Discussion in 'Journalism topics only' started by Mizzougrad96, Feb 27, 2007.

  1. BillySixty

    BillySixty Member

    There was once a kid in a journalism class at my school that tried to pass himself off as a reporter from the student paper. That didn't fly, especially when he tried to get credentials by saying he was with the student paper. That made for one confused SID and one angry sports editor.

    I never made up quotes for my stories per say, but I did use friends and strongly suggest certain things to say. If only I could do the same now...
     
  2. Tom Petty

    Tom Petty Guest

    wow - i wish i'd never read this thread.
     
  3. leo1

    leo1 Active Member

    so we can safely say none of these kids will become f'in studs?
     
  4. Danny Noonan

    Danny Noonan Member

    Guess I'm stone-age school since it's been 25 years since I had to class assignments, but never ever did a dishonest story or interview or make up quotes for a j class. Was always up front and said this is for a class assignment...and people were willing to do it. Never a problem. If I didn't get it done, didn't get it done, oh, well, took my nice 2.5 GPA to the major metro daily in town and started writing for them right away. I think that honesty served me well.

    You start out in school trying to fake your way to the top, you end up faking a lot of other crap in life as well. Apologies to James Thunder Early for stealing the line.
     
  5. Mizzougrad96

    Mizzougrad96 Active Member

    Well, having read Stephen Glass, the guy was a hell of a writer... He was a complete fraud, but a hell of a writer...

    I got mad at other students in college who interviewed their friends for stories, but there's a big difference between lazy reporting and a complete fabrication...
     
  6. Cadet

    Cadet Guest

    Normally I'm all about defending the young'uns, but I've seen this stuff happen way too often in my undergrad and grad J-school.

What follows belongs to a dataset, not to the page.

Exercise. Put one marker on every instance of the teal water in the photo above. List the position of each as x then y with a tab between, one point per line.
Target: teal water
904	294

    One of my grad school classmates used to fudge her quotes, often using her friends from back home. Upon graduation she got a job at Newsweek, and one of her duties was to research and answer the reader-based question in the Tip Sheet section. Both the reader's and writer's names are given, and about three months into her job the "readers" suddenly became our former classmates, her roommate, her sister, etc.
     
  7. Johnny Dangerously

    Johnny Dangerously Well-Known Member

    Coaches like to say you play the way you practice, and in this context I tend to think it's true. The point of a class exercise is not to get through it; it's to do it. To take the easy way out is to postpone dealing with real people. I'm not judging, but I wouldn't want my students making up quotes or using friends as sources.
     
  8. Boobie Miles

    Boobie Miles Active Member

    I don't see it as a slippery slope, because I knew what I was doing wasn't right. That makes me sound kind of bad as a person I guess, but as I journalist I understand how wrong that is and would never do it for a newspaper. It's just then when I was already putting in a full schedule at the student paper and having to study for tests and write papers it seemed to be a waste of time to "write a profile about someone on campus." Umm, I was already doing that... about the athletes on the teams I covered.
     
  9. I don't find this any scarier than the fact that both Blair and Glass were from the same generation ... mine.
     
  10. Dan Rydell

    Dan Rydell Guest

    Unfortunately, you're only as good as your leaders in this country, and this industry.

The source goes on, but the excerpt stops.